ショートショート作品集
本栖川かおる
第一葉 カフェ・ラテ(恋愛)
正直、遊ばれているのだと思ってたし、それを承知で付き合い始めた。男性経験が無いわけではない。でも多くはない。
それが私――
いつも女性に囲まれ、一緒に飲みに行っても彼の周りには女性が
しかし、近寄りもしなかった私に彼は告白をした。
憧れていた人だけに、きっぱりと断ることができず、優柔不断な私は結局付き合い始めてしまう。二股、三股掛けてると初めから決めつけていたので、気持ちの上で一線を引いていた。だけど、そんな気配は一切なかった。
――だめだ。騙されてはだめだ。
――私の心がそう叫ぶ。
もちろん、騙されないように監視は続けたし頭から信用なんてしていなかった。でも知らず知らずのうちに、私の心は引き返すことが出来ないほど彼色に染まっていた。
あれから三年。いつものように二人で映画を見たあと喫茶店に立ち寄り、今見てきた映画の感想を二人で話した。これは映画を見たときのお決まりパターンだ。注文するのも、お互いに決った飲み物。

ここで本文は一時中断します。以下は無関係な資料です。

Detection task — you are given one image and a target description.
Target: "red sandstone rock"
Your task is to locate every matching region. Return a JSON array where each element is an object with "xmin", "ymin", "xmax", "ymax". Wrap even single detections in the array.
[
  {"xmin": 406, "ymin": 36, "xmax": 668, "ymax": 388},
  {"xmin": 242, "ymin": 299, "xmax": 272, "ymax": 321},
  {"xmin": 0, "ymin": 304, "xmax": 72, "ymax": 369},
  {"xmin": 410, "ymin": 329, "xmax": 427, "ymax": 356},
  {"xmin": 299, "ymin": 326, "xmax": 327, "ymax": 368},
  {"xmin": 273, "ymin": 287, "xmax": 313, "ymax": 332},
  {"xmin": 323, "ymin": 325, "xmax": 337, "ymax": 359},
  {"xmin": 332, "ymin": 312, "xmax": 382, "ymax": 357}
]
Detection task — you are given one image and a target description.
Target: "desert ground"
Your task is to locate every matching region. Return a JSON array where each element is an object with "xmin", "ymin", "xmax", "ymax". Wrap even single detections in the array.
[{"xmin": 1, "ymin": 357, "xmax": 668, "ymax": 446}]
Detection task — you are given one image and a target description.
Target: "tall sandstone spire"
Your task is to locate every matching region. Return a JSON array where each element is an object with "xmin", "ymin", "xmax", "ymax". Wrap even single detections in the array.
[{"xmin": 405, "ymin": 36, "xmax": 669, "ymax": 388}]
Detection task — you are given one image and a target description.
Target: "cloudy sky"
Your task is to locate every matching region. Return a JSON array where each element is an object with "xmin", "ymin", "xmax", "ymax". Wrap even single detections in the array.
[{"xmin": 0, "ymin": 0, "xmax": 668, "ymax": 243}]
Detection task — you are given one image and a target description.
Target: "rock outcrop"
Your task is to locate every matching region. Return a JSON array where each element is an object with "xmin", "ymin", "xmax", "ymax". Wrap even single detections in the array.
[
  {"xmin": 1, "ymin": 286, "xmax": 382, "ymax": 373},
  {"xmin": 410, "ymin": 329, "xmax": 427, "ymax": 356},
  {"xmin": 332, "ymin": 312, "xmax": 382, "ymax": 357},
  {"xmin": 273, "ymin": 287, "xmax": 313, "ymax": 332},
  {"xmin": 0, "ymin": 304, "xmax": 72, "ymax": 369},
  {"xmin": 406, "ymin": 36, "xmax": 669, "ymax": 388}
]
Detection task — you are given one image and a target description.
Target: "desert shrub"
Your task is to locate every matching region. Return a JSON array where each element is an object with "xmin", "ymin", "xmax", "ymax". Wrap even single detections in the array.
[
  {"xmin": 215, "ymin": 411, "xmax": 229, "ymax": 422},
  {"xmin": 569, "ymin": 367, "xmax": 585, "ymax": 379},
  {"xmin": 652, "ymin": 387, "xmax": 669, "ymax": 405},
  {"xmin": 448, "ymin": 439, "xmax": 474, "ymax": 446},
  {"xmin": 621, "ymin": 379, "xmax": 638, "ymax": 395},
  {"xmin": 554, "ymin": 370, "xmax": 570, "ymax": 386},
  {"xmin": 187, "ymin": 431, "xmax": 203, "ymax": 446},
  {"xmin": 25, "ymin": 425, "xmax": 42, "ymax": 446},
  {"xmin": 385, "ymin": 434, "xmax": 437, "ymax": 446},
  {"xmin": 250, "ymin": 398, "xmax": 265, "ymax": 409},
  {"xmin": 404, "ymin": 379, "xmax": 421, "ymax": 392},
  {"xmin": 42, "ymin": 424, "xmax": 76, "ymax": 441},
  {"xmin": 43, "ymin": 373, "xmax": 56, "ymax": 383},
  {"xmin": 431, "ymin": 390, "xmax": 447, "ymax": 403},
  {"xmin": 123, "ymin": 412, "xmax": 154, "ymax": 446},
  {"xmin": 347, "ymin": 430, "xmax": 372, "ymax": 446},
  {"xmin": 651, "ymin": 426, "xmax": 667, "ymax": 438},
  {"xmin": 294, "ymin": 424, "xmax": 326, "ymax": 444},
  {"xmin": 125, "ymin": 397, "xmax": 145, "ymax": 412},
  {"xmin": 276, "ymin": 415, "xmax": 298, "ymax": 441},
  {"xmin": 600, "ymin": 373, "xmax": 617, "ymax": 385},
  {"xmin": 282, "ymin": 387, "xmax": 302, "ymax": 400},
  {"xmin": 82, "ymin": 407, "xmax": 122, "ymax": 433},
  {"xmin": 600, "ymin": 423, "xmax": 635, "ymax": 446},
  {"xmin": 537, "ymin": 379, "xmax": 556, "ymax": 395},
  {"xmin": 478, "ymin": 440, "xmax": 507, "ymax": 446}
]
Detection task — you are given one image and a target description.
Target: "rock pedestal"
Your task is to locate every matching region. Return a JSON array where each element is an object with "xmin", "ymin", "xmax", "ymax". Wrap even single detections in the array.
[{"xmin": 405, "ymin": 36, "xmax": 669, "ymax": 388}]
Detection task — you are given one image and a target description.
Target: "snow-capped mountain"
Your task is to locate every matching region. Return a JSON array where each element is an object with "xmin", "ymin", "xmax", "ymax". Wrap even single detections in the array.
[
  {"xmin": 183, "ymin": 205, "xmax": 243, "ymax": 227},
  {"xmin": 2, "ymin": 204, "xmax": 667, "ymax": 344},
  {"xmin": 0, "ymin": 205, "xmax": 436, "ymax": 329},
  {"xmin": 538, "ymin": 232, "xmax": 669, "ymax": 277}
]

「相変わらずその飲み物だね。ミルク多めのアイスカフェラテ」
注文したものが出てきたときに、彼が言った言葉。
「そうだっけ? でもこれ美味しいんだよ」
彼の言葉に対して、弁論する私の言葉。
普段と何もかわらない二人の会話。しかし、今日は彼の言葉が少し多かった。
「この茶色が俺で、白いのが君だ。お互いに侵食しようとせめぎあってる」
「珈琲とミルクの色の話? それがどうしたの?」
「ん? なんか俺たち二人を表しているなと思ってさ」
言われてみれば、お互い相手の色に染まらないように頑張っているように見える。でも無駄な努力とばかりに、じんわりと相手の色に染まる。面白いことを考えるなあと思った。
「混ぜたらどっちの色が強いかな?」
いつも飲んでいるミルク多めのカフェラテ。混ぜれば白が強くでる、私の好きなカフェラテ。
「いつものカフェラテの色になるよ」
「じゃあ、混ぜてみて」
テーブルにグラスを置いてゆっくりと掻き回す。
二層に分かれた中身が、お互いを牽制し合うように徐々に混ざり合っていく。
茶色が白を、白が茶色を侵食しながら混じり合っていく。全てが混じり合い、白が少し強めのカフェラテになったとき彼が言った。
「結婚しよう」
グラスの氷が小さく鳴った。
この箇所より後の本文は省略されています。